Lots of fun!

My first job involved writing option models, so I knew Black-Scholes intimately. 20 years later, I was sitting in a hotel in Mountain View waiting for a car, and I picked up an article in some reputable newspaper saying, "Black-Scholes is broken!"

I laughed and said, "This will be something fun I could refute in a few moments while waiting for this car." I started reading and about two minutes into it I jumped up. "Shit!"

The issue is simple.

Black-Scholes is perfectly correct if traders were roughly split between being long volatility and short volatility. But in fact, Wall Street tends to sell volatility, by writing options and selling them to clients, so Wall Street as a whole is heavily short volatility.
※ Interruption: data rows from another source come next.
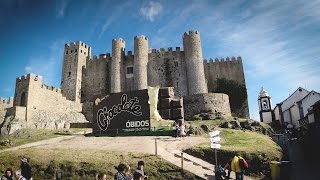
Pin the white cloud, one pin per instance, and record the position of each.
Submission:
(49, 65)
(151, 10)
(61, 8)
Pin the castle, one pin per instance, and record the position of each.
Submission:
(85, 77)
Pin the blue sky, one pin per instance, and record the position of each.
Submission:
(277, 40)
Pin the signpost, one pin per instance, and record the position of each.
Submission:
(122, 112)
(214, 139)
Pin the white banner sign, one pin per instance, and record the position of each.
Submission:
(215, 139)
(214, 133)
(215, 146)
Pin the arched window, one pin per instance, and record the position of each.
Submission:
(23, 99)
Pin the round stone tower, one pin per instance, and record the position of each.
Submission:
(194, 63)
(140, 62)
(118, 46)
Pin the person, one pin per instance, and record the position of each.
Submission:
(227, 167)
(102, 176)
(19, 176)
(128, 172)
(182, 130)
(235, 167)
(140, 170)
(177, 130)
(25, 169)
(121, 174)
(8, 175)
(137, 176)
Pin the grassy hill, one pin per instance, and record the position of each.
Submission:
(257, 148)
(85, 164)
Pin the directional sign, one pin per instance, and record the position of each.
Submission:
(215, 139)
(215, 146)
(214, 133)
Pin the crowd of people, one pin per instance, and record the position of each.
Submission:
(123, 172)
(24, 173)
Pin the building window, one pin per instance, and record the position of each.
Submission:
(129, 70)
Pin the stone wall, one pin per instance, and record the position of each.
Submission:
(87, 110)
(96, 78)
(75, 56)
(231, 69)
(208, 102)
(167, 69)
(45, 105)
(56, 120)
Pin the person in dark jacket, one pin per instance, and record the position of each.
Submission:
(25, 169)
(121, 174)
(8, 175)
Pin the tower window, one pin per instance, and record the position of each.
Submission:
(129, 70)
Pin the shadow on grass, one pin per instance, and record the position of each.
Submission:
(123, 134)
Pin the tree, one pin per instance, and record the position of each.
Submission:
(237, 95)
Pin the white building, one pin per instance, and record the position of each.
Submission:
(294, 110)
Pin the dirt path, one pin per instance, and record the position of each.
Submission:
(168, 148)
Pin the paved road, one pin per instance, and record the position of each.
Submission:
(301, 167)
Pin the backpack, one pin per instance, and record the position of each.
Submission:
(243, 164)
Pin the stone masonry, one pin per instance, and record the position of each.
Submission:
(84, 78)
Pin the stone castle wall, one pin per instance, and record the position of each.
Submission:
(45, 106)
(186, 70)
(75, 56)
(96, 78)
(231, 69)
(207, 102)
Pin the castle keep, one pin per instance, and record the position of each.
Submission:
(85, 77)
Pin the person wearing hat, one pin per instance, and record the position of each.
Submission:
(25, 169)
(140, 170)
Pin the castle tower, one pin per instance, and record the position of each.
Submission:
(75, 56)
(194, 63)
(140, 62)
(265, 111)
(118, 46)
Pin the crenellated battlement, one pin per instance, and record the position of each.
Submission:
(191, 33)
(6, 102)
(141, 37)
(51, 88)
(29, 77)
(224, 60)
(118, 40)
That means when the market moves a lot in one direction, all the traders are going to be delta-hedging at the same time in the same direction, which spoils the "unbiased lattice" property (as likely to go up as down) that Black-Scholes depends on.

The worst is that this explains a lot of catastrophes that had happened in Wall Street while I was there, and it should've been obvious to us, but it wasn't.

Thanks for a great article, and one that brought me back to my sinful past as an investment banker. My only excuse is that I was young and stupid, but I would not do that again, but it was a lot of fun for a young person.

(Oh, the "Chaos Theory" example is I believe sorta bogus, as it was in the original book you are writing about. That recurrence relation is an example of one that produces chaotic behavior, or at least so I think, but there are many others. It could be I am wrong, though, I was never an expert and haven't touched this field in a long time.)